Ross then proceeded to give a history of both minorities with considerable numbers of Christians. He heartily recommmended Benedict Rogers' book A Land without People for more detail. Karen make up 7% of Burma's population; Chins 2%. After fleeing, 100,000 Karens now live on the Burmese-Thai border. Ross was fulsome in his praise of the keenness of the students he met, at the Baptist Bible College, for example. He believes Karen culture to be gentle, hospitable, and resourceful. He taught us a three-line round he composed while there. We sang it to the sounds of his guitar:

In Jesus, God was a refugee;
The pain of God has set us free;
In God we'll find our home.

Answering questions, Ross explained the process by which a pre-selected number of asylum seekers are accepted from these (and other world-wide) camps.
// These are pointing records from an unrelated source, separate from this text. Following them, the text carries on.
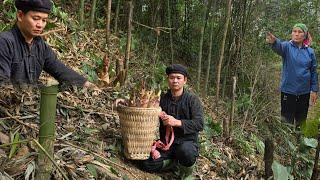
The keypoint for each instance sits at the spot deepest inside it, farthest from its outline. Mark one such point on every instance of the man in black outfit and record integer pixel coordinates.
(183, 112)
(24, 54)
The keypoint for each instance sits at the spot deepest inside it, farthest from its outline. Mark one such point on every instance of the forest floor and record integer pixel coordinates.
(88, 137)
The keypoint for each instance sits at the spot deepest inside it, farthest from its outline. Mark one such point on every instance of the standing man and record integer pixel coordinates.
(24, 54)
(182, 117)
(299, 82)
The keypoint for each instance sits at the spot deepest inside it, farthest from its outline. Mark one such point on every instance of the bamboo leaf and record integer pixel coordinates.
(14, 146)
(280, 172)
(92, 169)
(310, 142)
(30, 171)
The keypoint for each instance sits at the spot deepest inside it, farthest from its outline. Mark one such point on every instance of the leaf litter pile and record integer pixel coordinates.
(88, 139)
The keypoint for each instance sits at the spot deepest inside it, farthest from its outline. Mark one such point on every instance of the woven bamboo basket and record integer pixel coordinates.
(138, 129)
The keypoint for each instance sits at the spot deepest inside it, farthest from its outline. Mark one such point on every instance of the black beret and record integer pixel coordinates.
(177, 68)
(34, 5)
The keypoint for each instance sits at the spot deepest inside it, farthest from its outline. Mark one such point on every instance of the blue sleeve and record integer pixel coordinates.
(279, 47)
(314, 74)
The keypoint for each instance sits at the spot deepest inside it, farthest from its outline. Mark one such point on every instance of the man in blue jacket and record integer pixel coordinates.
(299, 81)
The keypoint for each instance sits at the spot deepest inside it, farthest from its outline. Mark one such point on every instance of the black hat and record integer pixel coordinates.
(34, 5)
(177, 68)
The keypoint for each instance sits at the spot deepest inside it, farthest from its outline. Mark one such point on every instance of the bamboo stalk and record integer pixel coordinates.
(48, 102)
(51, 159)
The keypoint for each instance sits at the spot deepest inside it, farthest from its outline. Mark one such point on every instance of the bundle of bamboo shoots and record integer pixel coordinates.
(142, 97)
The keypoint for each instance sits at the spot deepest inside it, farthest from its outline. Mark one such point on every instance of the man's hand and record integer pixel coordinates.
(169, 120)
(270, 38)
(313, 98)
(91, 86)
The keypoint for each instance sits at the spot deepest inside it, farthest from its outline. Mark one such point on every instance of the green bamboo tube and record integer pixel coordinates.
(48, 103)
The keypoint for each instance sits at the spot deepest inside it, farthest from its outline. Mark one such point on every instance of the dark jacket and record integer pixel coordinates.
(21, 63)
(189, 110)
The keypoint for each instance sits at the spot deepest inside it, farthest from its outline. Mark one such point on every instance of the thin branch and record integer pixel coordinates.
(153, 28)
(52, 31)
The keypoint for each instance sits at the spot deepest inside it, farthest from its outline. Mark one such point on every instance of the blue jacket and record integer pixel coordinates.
(299, 70)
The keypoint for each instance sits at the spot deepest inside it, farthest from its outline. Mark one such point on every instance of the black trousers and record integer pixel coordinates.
(294, 107)
(185, 153)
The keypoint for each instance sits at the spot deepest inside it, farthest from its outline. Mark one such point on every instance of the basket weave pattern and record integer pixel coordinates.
(138, 129)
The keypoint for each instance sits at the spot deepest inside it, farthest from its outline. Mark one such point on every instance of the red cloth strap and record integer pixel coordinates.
(155, 154)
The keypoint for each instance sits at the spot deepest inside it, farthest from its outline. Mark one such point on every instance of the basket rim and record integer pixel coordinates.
(138, 108)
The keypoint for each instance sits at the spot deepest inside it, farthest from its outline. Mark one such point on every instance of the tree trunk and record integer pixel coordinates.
(81, 14)
(233, 104)
(93, 12)
(268, 157)
(210, 52)
(128, 48)
(315, 172)
(117, 18)
(222, 51)
(170, 31)
(205, 17)
(48, 104)
(108, 23)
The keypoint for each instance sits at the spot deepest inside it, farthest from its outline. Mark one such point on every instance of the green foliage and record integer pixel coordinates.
(242, 143)
(92, 169)
(243, 103)
(57, 11)
(310, 127)
(14, 139)
(211, 128)
(280, 172)
(310, 142)
(258, 143)
(90, 71)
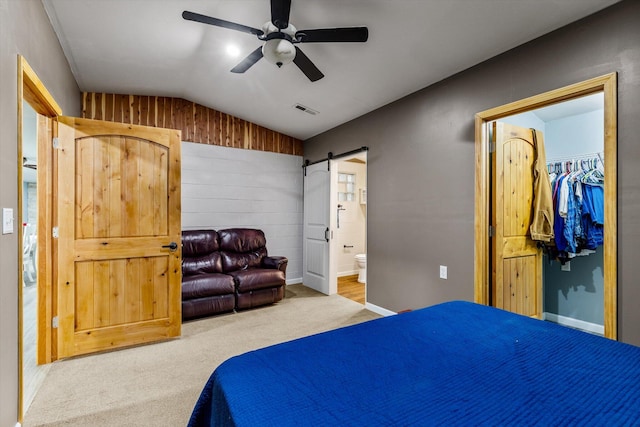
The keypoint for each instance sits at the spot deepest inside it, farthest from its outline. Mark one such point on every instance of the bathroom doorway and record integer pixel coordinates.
(349, 222)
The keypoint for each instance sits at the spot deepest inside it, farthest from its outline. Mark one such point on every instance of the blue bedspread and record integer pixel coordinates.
(456, 363)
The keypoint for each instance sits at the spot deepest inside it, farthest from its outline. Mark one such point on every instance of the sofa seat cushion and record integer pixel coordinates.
(200, 307)
(257, 278)
(206, 285)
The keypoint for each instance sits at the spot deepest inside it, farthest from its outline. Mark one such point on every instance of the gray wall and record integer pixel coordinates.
(25, 30)
(226, 187)
(421, 162)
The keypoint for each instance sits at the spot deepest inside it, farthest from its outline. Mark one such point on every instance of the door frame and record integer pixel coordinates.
(482, 275)
(334, 248)
(32, 90)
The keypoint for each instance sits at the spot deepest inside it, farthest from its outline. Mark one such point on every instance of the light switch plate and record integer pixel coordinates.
(443, 271)
(7, 220)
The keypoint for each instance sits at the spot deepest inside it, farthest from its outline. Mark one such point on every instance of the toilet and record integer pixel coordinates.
(361, 260)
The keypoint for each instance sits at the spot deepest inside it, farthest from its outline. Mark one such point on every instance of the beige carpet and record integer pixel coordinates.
(158, 384)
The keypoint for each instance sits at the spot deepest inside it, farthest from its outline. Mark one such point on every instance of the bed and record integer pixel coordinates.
(456, 363)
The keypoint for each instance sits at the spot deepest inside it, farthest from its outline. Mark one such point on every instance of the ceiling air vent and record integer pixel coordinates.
(305, 109)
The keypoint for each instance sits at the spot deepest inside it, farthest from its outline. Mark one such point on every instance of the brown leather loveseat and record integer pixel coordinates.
(228, 270)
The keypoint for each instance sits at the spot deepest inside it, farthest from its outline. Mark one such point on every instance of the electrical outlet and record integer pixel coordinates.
(7, 221)
(443, 272)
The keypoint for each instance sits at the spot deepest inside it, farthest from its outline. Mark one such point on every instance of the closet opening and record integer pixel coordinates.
(581, 293)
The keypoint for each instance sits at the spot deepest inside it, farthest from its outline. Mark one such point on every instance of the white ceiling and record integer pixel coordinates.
(144, 47)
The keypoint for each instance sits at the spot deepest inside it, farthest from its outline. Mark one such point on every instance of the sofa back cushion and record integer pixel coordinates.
(242, 248)
(200, 252)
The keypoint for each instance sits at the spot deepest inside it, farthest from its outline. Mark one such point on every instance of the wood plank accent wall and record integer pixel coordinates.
(198, 123)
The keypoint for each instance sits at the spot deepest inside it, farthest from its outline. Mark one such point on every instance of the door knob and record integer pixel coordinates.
(172, 246)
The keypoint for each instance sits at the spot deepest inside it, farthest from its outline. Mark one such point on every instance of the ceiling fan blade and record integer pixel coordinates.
(192, 16)
(280, 13)
(351, 34)
(248, 61)
(306, 66)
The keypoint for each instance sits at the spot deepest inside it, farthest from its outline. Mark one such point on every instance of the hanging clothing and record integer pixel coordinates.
(578, 201)
(593, 215)
(541, 228)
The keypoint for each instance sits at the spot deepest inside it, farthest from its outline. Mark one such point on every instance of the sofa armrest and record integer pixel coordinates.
(278, 262)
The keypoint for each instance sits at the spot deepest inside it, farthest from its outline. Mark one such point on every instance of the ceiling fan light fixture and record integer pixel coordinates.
(279, 51)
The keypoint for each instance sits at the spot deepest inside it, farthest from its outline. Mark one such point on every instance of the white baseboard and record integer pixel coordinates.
(379, 310)
(593, 328)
He acknowledged the difficulties and intricacies of such a task in upholding both truth and justice. Each camp has a quota. Hence, 800 to 1,000 Chins and 800 to 1,000 Karen now live in Melbourne.

In Burma, Christians can't be promoted past a certain occupational level; their church crosses are often destroyed, and the leaders see their religion as a sign of national disloyalty. So despite, or because of, their persecution, Burmese are enthusiastic and evengelistic. Ross gave the startling figure of seventy theological colleges in Rangoon, there being four time the number of Burmese Baptists than Australian ones.

Finally, it was emphasized that some refugees have been tortured, and others wait for years to be re-united with their loved ones. For Ross, friendship with Burmese Christians is the key: "Don't forget to show hospitality to strangers, for then we'll find ourselves to be guests in the presence of God."